Según el psicólogo forense, Julio Millán, el daño es mucho mayor cuando los ladrones además de robar intentan dejar esta especie de mensajes que buscan mostrar el poder que tienen sobre las víctimas.
"Se ponen en el lugar de todo poderoso, tratan de general un daño moral a las familias que atacan. Cuando yo trabajaba en la secretaría social de la Corte recuerdo hechos donde hacían sus necesidades en el living, el comedor o la cocina”, comentó el profesional.
Así los delincuentes intentan dejar un mensaje, una "agresión subliminal inconsciente”, explicó Millán.
Este mismo año, pero en abril, un robo de similares características se dio en el barrio Frondizi, en Capital.
Allí la familia Ontivero llegó de viaje y se encontró con el desolador panorama. Los ladrones habían empujado un aire acondicionado cercano a la puerta para colarse por esa abertura y robar más de 64 mil pesos en efectivo, ropa y una PC. Pero lo más perturbador para los Ontivero fue descubrir que se habían comido un flan que quedaba en la heladera y hasta prendieron el horno eléctrico para calentarse un lomo.
"Es una burla lo que han hecho”, comentó en ese momento Mauro Ontivero, a la prensa.
Según Millán este tipo de comportamientos incluyen, en muchos casos, un sentimiento de envidia por parte de los ladrones.
"En general hay un sentimiento de envidia al no poder acceder por sus propios medios a esos bienes materiales y se trata de hacer un daño dejando marcas a ese nivel para generar temor inconsciente en las familias”, relató Millán.
Los casos de estas características se incrementaron en los últimos años y en 2014, por ejemplo, delincuentes ingresaron a las instalaciones del Colegio Inglés, ubicado sobre Av. Libertador, y se comieron las golosinas del kiosco. No conformes con esto defecaron en un patio interno del Jardín de 3.
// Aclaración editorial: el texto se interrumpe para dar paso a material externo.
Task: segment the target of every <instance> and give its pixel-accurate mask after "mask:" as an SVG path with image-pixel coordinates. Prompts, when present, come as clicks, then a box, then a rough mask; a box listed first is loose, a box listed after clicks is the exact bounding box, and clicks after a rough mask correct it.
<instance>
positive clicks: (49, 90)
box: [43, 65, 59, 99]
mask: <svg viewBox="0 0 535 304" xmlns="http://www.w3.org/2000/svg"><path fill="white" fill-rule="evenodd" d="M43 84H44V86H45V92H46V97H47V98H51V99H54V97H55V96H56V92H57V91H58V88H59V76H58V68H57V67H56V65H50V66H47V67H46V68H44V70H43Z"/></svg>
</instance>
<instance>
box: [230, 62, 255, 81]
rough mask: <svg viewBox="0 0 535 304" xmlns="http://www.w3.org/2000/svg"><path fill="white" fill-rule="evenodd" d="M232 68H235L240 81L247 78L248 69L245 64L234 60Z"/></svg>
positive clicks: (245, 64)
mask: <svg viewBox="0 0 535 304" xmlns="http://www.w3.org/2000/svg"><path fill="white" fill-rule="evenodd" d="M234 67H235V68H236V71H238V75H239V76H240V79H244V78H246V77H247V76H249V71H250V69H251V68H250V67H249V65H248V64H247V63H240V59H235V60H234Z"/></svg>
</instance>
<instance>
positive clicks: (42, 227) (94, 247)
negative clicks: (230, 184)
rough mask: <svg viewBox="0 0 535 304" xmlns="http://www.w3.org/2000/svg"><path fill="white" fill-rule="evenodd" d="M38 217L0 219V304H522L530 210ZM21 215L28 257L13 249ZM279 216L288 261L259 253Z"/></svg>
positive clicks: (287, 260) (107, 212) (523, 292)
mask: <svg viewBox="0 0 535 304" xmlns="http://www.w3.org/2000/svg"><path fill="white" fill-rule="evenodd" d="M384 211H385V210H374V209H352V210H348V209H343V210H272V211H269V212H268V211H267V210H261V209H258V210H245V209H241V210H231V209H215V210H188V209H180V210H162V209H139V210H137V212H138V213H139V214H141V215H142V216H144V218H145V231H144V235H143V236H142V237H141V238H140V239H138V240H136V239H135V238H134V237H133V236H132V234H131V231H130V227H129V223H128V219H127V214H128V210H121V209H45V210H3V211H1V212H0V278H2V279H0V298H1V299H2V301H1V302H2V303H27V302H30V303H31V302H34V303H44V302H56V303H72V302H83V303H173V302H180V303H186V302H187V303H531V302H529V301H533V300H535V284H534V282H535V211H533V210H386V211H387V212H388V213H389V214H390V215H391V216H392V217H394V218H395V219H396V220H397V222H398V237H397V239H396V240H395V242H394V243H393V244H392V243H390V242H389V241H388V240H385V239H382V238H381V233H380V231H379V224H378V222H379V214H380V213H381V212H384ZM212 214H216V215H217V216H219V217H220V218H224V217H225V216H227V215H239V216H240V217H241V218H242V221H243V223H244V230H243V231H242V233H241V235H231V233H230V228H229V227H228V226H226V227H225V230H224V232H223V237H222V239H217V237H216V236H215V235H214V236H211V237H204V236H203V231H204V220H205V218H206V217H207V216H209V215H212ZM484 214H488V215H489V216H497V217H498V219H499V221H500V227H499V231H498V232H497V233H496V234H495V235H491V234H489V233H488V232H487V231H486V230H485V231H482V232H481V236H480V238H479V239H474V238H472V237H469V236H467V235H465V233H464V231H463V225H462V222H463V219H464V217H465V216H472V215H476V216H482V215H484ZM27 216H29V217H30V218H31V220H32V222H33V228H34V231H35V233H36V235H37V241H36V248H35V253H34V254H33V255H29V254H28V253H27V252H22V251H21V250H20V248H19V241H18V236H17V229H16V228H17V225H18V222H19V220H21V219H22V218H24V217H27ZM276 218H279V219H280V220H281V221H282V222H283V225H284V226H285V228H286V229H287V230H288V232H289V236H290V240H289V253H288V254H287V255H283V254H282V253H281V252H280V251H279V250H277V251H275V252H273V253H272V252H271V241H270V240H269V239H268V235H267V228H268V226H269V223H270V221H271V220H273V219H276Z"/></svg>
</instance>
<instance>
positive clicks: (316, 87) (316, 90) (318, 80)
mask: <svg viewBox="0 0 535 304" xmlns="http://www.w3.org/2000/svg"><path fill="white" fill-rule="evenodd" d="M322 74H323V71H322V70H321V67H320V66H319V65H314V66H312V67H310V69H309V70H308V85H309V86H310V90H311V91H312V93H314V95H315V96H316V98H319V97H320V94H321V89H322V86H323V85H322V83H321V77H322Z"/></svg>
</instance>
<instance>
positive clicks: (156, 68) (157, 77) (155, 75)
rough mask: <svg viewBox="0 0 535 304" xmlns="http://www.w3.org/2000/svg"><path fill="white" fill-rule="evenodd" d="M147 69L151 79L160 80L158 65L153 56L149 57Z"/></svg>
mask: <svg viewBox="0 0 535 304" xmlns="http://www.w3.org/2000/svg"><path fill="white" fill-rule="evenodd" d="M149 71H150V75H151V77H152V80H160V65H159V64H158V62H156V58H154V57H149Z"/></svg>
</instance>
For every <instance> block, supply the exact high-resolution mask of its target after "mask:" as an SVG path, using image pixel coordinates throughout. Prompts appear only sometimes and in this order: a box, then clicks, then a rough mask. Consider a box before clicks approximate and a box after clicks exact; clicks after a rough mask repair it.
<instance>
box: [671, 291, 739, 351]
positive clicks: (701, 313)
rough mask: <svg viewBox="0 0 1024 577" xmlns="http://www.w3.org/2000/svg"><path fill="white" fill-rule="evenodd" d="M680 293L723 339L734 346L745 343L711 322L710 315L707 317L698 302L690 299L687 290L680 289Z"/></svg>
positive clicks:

Un año antes, en 2013, la escuela primaria Policía Federal Argentina, de Chimbas, sufría un nuevo robo. Los delincuentes ingresaron de noche, se llevaron ropa y mercadería. Pero cuando la Policía llegó descubrió, además, un preservativo usado en el kiosco del establecimiento.
Si bien la institución educativa ya había sufrido varios escruches, esa fue la primera vez en que los ladrones hasta se tomaron el atrevimiento de tener sexo en las instalaciones.
En 2015 un matrimonio de un minero y una docente de Concepción viajaron a Jáchal a traer a sus hijas y pasaron allí el fin de semana. Cuando volvieron encontraron su casa saqueada. Los ladrones se habían llevado 10 mil pesos en efectivo que tenían para señar el salón para el cumpleaños de 15 de su hija y además se habían tomado una gaseosa y comido bombones y obleas.
Ese mismo año una pensionada sufría el robo de 19 mil pesos de su casa de 9 de julio. La mujer guardaba el dinero para terminar arreglos en el baño de la vivienda pero los ladrones truncaron esa posibilidad. "Lo que más bronca me dio fue que se tomaron una cerveza y dejaron el envase tirado en el piso”, comentó la hija de la víctima en ese momento.
Los casos se repiten en toda la provincia pero todos tienen la misma característica. Los delincuentes monitorearon los movimientos de sus víctimas, esperaron a que se ausentaran por varios días para entrar y comieron, bebieron y hasta defecaron para dejar bien claro "quién manda”.